Là aussi, pas d'hypocrisie. Il existe déjà des multiplicités de régimes et de droits d'inscription. Qui dit autonomie des universités dit une plus grande liberté dans la fixation des droits d'inscription. Cela étant, s'il est une forme de sélection qui n'est pas acceptable, c'est la sélection par l'argent. Voilà pourquoi toute augmentation des droits universitaires, résultant de la liberté et de l'autonomie, doit s'accompagner du renforcement Dun système de bourses et de prêts.

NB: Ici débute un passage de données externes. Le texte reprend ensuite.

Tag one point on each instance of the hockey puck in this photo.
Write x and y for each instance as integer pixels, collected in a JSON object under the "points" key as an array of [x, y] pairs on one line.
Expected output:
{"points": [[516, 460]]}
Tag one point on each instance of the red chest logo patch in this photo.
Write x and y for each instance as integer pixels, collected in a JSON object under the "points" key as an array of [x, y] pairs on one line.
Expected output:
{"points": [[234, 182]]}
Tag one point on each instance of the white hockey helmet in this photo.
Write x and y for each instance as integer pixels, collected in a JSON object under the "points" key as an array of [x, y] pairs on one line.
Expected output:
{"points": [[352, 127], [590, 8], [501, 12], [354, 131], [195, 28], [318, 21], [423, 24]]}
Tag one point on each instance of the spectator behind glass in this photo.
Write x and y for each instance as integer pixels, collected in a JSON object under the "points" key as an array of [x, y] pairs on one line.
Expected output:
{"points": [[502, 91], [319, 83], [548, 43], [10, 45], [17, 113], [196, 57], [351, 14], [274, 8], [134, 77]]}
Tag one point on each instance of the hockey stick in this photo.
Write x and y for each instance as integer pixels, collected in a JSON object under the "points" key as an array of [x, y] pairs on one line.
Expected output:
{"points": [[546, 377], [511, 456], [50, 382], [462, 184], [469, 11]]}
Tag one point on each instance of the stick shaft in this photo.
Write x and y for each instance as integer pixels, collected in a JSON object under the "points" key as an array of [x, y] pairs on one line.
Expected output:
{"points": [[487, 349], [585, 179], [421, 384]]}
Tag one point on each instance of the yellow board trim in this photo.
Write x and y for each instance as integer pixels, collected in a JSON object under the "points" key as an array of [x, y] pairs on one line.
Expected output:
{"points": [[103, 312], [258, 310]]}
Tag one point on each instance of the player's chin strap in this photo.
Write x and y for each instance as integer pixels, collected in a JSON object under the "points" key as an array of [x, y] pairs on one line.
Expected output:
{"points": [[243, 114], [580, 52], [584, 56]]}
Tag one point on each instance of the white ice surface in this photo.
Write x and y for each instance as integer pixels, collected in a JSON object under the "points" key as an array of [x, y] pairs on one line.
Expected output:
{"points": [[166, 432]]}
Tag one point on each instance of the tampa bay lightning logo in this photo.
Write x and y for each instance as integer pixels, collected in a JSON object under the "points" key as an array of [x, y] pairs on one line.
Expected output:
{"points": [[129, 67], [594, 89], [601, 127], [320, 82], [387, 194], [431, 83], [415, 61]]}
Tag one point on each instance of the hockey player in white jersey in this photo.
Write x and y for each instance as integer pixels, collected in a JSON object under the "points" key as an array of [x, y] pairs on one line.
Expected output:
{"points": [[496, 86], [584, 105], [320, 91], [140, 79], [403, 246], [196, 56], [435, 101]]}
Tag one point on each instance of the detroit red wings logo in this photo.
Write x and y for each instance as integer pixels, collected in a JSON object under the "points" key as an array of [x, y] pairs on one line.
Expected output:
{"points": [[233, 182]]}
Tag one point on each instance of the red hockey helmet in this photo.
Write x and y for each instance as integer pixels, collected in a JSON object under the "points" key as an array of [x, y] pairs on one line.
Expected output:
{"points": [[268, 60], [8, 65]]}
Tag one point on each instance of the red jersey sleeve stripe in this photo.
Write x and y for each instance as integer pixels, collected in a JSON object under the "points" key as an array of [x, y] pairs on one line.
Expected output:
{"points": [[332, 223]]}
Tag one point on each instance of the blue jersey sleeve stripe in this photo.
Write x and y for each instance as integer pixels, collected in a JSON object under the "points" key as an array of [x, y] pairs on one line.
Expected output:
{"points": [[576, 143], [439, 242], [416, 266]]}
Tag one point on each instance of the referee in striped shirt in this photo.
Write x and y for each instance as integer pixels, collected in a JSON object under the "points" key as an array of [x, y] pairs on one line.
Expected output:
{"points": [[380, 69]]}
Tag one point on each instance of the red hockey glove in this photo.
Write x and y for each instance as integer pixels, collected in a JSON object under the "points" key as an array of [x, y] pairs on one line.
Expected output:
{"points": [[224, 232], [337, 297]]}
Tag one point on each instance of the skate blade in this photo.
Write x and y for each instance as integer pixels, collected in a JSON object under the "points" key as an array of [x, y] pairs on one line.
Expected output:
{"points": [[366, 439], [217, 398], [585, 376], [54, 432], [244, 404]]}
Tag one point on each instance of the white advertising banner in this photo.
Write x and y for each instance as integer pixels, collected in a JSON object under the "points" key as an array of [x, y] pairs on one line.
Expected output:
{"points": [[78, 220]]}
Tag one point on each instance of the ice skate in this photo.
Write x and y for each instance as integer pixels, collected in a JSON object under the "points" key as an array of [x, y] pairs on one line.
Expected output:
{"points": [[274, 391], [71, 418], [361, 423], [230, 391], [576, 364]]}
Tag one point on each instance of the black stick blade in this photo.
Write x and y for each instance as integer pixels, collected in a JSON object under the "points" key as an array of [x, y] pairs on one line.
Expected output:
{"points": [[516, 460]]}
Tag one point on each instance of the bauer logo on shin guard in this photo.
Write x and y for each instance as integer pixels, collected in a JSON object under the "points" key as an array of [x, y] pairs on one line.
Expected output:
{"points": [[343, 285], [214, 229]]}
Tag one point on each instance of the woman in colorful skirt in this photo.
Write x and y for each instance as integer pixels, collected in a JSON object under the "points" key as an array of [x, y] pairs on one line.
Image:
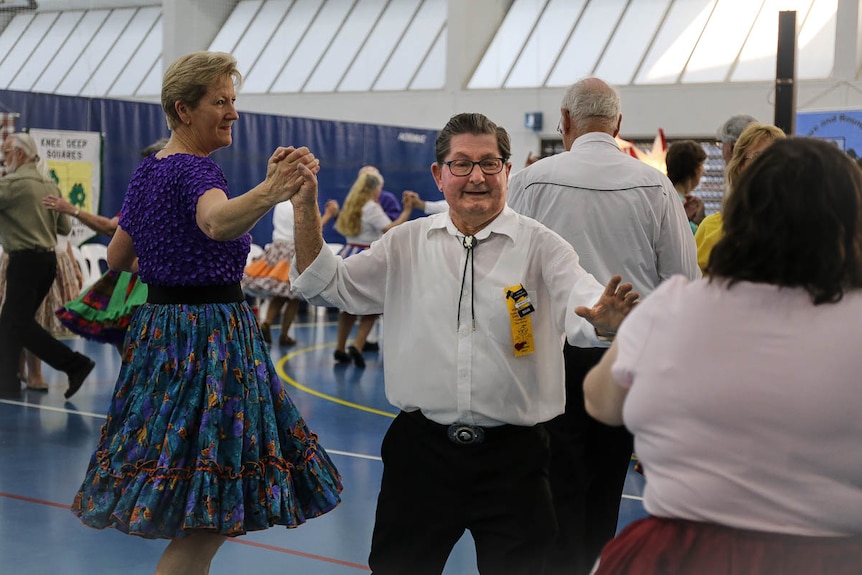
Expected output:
{"points": [[268, 276], [742, 390], [67, 285], [201, 441], [361, 222], [102, 313]]}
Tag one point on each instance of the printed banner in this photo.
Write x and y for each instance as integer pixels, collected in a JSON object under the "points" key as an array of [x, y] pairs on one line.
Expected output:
{"points": [[843, 128], [74, 159]]}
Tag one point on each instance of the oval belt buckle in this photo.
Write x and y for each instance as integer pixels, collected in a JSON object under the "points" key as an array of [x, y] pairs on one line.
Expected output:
{"points": [[465, 434]]}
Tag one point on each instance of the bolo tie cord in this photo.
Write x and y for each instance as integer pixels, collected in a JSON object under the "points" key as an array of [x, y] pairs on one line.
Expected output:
{"points": [[469, 242]]}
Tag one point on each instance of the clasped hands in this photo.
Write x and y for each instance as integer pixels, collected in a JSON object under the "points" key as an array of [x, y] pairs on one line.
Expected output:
{"points": [[611, 308], [292, 170]]}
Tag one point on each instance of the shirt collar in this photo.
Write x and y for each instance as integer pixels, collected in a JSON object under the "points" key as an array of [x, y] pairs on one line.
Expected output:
{"points": [[594, 137], [504, 224]]}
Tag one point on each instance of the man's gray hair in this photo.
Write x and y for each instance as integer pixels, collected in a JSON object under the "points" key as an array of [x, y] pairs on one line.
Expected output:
{"points": [[591, 100], [733, 127]]}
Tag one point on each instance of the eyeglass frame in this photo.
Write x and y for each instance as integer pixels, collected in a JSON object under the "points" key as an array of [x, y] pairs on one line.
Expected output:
{"points": [[473, 167]]}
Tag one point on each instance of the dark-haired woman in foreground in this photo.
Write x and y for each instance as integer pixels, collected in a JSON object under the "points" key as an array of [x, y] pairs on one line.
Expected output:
{"points": [[743, 390]]}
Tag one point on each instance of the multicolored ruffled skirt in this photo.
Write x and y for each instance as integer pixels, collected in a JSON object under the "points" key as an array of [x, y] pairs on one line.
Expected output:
{"points": [[103, 312], [269, 275], [201, 433]]}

Dans le même temps, compte tenu de la capacité limitée des finances publiques, de l'explosion des effectifs, la paupérisation croissante de nos universités semble inéluctable si nous continuons ainsi. Voilà pourquoi, devenues autonomes, les universités devront diversifier leurs sources de financement, comme le font déjà nos grandes écoles.

Diversifier les financements, c'est aussi bien entendu permettre au financement public de se recentrer sur des formations comme nombre d'enseignements littéraire ou scientifique qui échappent à toute logique professionnelle et qui ne peuvent donc espérer de financements alternatifs ou complémentaires.

Une question revient sans cesse, dés que l'on aborde la question de l'éducation en France : celle de la laïcité...

Pas seulement en France, voyez ce qui vient de se passer en Bavière avec la querelle du crucifix dans les salles de classe.

Quelle est votre définition de la laïcité ?

Une notion toujours moderne, à condition que l'on ne se trompe pas de laïcité. Il y a eu, en effet, plusieurs laïcités : la laïcité anticléricale qui proclamait "La République fait l'école et l'école fait la République", puis la laïcité marxiste militante. Pour ma part, je me réfère à la laïcité des origines, celle qui garantit la liberté de penser et la tolérance.

Si vous aviez à résumer les grandes lignes d'une politique pour l'éducation, que diriez-vous ?

Non à l'école subie, oui à l'école choisie. Libérer les initiatives, responsabiliser les parents et les enseignants, donner de l'autonomie aux établissements, permettre que sen créent de nouveaux, diversifier les offres de formation, relier l'éducation et le monde de l'entreprise, favoriser la mobilité sociale : tels sont les principes d'une éducation qui donne à chacun sa chance.

Tout cela exige des choix forts et courageux, mais je suis sûr qu'il existe une large majorité de Français pour accompagner ces choix.